His other challenge will be to make the numbers work at a time when salmon prices have plummeted. One irony of the upheaval at the SSC was that it coincided with a strong period for the Scottish salmon industry.

Having traditionally played third fiddle to the Norwegian and Chilean industries, Scotland received a golden ticket when Chile collapsed amid disease from careless over-farming. The supply shortage meant that prices were abnormally high for a couple of years, leading to bumper profits for the producers. But prices sank earlier this year as Chile came back onstream, falling by more than half to around £2.70 a kilo at present (although Scottish farmers claim a price premium of about 50p). This has fed through to corporate results for the first time in the past few weeks as the 'big five' producers have published their third-quarter figures. Everyone's salmon farming profits were well down, with the SSC and fifth-ranked Grieg Seafood reporting losses.

The SSC's pre-tax loss was £1.9m for the quarter compared to a profit of £3m a year earlier. A fall in production meant that revenues fell 14% to £17.8m, while losses were exacerbated by a near-£1m rise in production expenses.

Mr MacLelland says that the fall in salmon prices was the main reason for these figures. He says the salmon price has overshot on the way down and will rise to a more stable level next year, though he won't commit himself to a number. As for the fall in production and rise in expenses, they are to do with the size of the company.
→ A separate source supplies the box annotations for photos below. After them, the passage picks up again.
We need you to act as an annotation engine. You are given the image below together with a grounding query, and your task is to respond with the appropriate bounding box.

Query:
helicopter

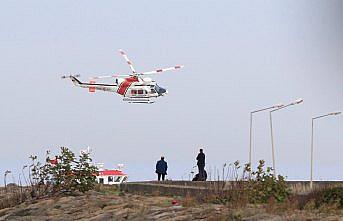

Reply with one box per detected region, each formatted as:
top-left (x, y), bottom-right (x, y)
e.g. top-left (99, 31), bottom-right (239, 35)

top-left (61, 49), bottom-right (184, 104)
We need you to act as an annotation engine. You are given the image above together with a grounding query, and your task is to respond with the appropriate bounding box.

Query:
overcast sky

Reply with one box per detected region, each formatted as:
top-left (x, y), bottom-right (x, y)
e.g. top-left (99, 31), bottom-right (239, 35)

top-left (0, 0), bottom-right (343, 180)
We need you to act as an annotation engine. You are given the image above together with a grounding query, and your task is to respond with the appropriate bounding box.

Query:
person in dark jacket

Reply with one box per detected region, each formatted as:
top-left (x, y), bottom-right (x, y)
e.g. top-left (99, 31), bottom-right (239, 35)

top-left (156, 156), bottom-right (168, 181)
top-left (196, 149), bottom-right (205, 180)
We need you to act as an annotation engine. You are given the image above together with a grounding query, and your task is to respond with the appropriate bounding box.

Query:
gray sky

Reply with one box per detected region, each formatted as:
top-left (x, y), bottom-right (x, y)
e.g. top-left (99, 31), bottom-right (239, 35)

top-left (0, 0), bottom-right (343, 180)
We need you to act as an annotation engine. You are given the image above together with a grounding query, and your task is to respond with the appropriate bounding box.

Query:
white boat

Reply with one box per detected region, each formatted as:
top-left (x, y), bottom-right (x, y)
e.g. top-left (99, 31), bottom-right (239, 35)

top-left (96, 163), bottom-right (128, 185)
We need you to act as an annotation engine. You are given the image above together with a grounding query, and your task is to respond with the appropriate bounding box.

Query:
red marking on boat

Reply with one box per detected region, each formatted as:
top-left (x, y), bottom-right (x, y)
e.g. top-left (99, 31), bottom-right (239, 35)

top-left (98, 170), bottom-right (126, 176)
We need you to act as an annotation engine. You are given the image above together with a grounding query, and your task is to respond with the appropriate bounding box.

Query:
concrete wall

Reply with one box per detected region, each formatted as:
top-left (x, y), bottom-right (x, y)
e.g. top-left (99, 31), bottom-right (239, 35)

top-left (120, 181), bottom-right (343, 197)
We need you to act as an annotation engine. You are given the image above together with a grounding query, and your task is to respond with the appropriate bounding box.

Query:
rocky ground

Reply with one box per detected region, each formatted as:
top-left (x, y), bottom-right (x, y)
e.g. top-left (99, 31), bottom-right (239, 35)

top-left (0, 191), bottom-right (343, 221)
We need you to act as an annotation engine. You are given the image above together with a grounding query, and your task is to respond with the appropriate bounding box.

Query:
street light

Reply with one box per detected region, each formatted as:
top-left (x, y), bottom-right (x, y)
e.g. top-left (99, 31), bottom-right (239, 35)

top-left (310, 112), bottom-right (342, 189)
top-left (269, 98), bottom-right (304, 177)
top-left (249, 104), bottom-right (283, 176)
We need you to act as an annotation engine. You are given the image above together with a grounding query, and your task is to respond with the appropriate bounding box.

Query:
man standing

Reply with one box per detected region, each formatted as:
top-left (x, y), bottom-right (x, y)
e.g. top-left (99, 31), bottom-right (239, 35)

top-left (196, 149), bottom-right (205, 180)
top-left (156, 156), bottom-right (168, 181)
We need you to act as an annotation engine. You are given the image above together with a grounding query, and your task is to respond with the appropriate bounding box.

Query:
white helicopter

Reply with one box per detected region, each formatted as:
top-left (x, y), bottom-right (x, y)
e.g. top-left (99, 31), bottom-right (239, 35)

top-left (62, 50), bottom-right (183, 104)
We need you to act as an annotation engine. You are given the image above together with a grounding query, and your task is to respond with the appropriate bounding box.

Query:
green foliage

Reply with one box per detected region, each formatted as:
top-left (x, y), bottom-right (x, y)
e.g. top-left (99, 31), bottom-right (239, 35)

top-left (315, 187), bottom-right (343, 209)
top-left (247, 160), bottom-right (290, 203)
top-left (29, 147), bottom-right (97, 196)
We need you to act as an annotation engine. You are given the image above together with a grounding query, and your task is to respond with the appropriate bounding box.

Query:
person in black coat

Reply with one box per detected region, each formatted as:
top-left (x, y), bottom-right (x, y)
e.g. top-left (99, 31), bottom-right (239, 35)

top-left (156, 156), bottom-right (168, 181)
top-left (196, 149), bottom-right (205, 180)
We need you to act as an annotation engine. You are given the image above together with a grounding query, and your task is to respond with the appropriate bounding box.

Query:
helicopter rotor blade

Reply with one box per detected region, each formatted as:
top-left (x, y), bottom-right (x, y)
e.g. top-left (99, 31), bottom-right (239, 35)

top-left (119, 49), bottom-right (136, 74)
top-left (61, 74), bottom-right (81, 79)
top-left (141, 65), bottom-right (184, 75)
top-left (89, 74), bottom-right (131, 80)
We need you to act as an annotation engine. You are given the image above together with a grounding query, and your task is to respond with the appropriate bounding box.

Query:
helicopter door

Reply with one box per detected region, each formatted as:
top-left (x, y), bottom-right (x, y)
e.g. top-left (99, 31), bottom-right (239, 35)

top-left (131, 89), bottom-right (137, 97)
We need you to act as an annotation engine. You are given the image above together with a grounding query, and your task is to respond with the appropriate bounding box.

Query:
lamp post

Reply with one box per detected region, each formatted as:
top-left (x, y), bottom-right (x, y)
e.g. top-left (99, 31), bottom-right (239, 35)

top-left (269, 98), bottom-right (304, 177)
top-left (249, 104), bottom-right (283, 177)
top-left (310, 112), bottom-right (342, 189)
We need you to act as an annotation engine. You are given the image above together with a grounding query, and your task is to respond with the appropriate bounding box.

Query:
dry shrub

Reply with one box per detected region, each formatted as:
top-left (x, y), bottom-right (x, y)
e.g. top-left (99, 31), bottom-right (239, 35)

top-left (181, 194), bottom-right (199, 207)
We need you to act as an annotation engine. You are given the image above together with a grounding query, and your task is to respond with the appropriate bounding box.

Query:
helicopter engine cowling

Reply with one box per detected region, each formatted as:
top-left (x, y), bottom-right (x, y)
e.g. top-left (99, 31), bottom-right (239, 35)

top-left (143, 78), bottom-right (152, 84)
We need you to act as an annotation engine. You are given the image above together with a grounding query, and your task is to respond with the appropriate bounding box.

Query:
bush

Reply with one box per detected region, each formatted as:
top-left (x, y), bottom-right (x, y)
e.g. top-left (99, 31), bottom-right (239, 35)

top-left (247, 160), bottom-right (290, 203)
top-left (29, 147), bottom-right (97, 196)
top-left (315, 187), bottom-right (343, 209)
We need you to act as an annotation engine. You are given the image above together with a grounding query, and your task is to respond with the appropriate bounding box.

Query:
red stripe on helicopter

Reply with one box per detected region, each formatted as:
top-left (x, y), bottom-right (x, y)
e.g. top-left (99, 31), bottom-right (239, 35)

top-left (117, 77), bottom-right (138, 95)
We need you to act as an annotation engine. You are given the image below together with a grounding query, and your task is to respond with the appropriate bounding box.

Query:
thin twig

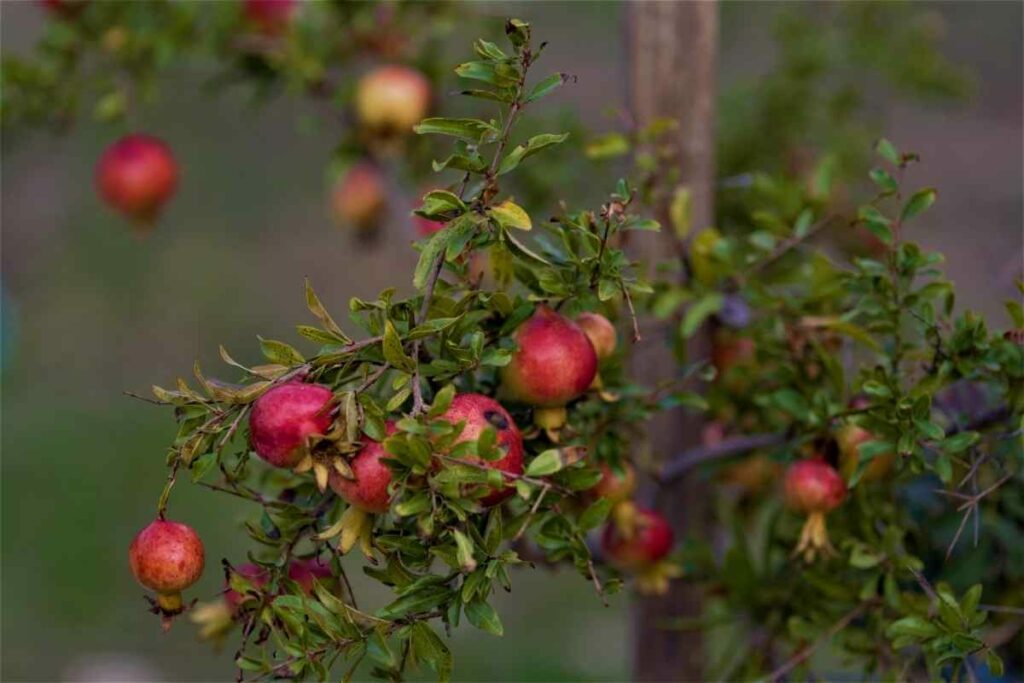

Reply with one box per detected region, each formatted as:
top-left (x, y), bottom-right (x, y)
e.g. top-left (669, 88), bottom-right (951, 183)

top-left (768, 600), bottom-right (874, 681)
top-left (657, 434), bottom-right (786, 485)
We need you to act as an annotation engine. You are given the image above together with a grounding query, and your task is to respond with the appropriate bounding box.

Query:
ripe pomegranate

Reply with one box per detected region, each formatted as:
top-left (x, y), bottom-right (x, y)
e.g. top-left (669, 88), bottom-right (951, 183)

top-left (502, 306), bottom-right (597, 408)
top-left (243, 0), bottom-right (298, 36)
top-left (331, 162), bottom-right (387, 232)
top-left (96, 134), bottom-right (178, 226)
top-left (601, 508), bottom-right (675, 571)
top-left (441, 393), bottom-right (523, 508)
top-left (249, 382), bottom-right (334, 467)
top-left (355, 66), bottom-right (430, 136)
top-left (783, 458), bottom-right (846, 562)
top-left (128, 519), bottom-right (205, 615)
top-left (330, 422), bottom-right (395, 514)
top-left (590, 462), bottom-right (637, 503)
top-left (577, 311), bottom-right (617, 360)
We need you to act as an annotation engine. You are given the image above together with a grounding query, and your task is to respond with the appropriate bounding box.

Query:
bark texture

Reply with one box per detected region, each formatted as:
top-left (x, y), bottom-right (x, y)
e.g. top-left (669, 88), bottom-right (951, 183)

top-left (627, 0), bottom-right (718, 681)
"We are increasing our volumes because we have an imbalance in production," he explains. "In the first half of this year, we harvested at Loch Fyne, but we have less salmon now so our costs per kilo have gone up. Then in the second half [of 2012] we have Loch Roag [in Harris] and then Loch Fyne again, so in that 12-month period our operating costs will reduce."

The idea behind getting eight to 10 new sites is to be able to harvest more evenly across the piece to smooth out the bumps and swells in profit. MacLelland taps at one or two of the coloured dots on the map to emphasise his point. He is clear about where this company wants to be going. If the salmon price rises and he wins the argument with enough communities about building new sites, stability for the SSC might finally be within reach.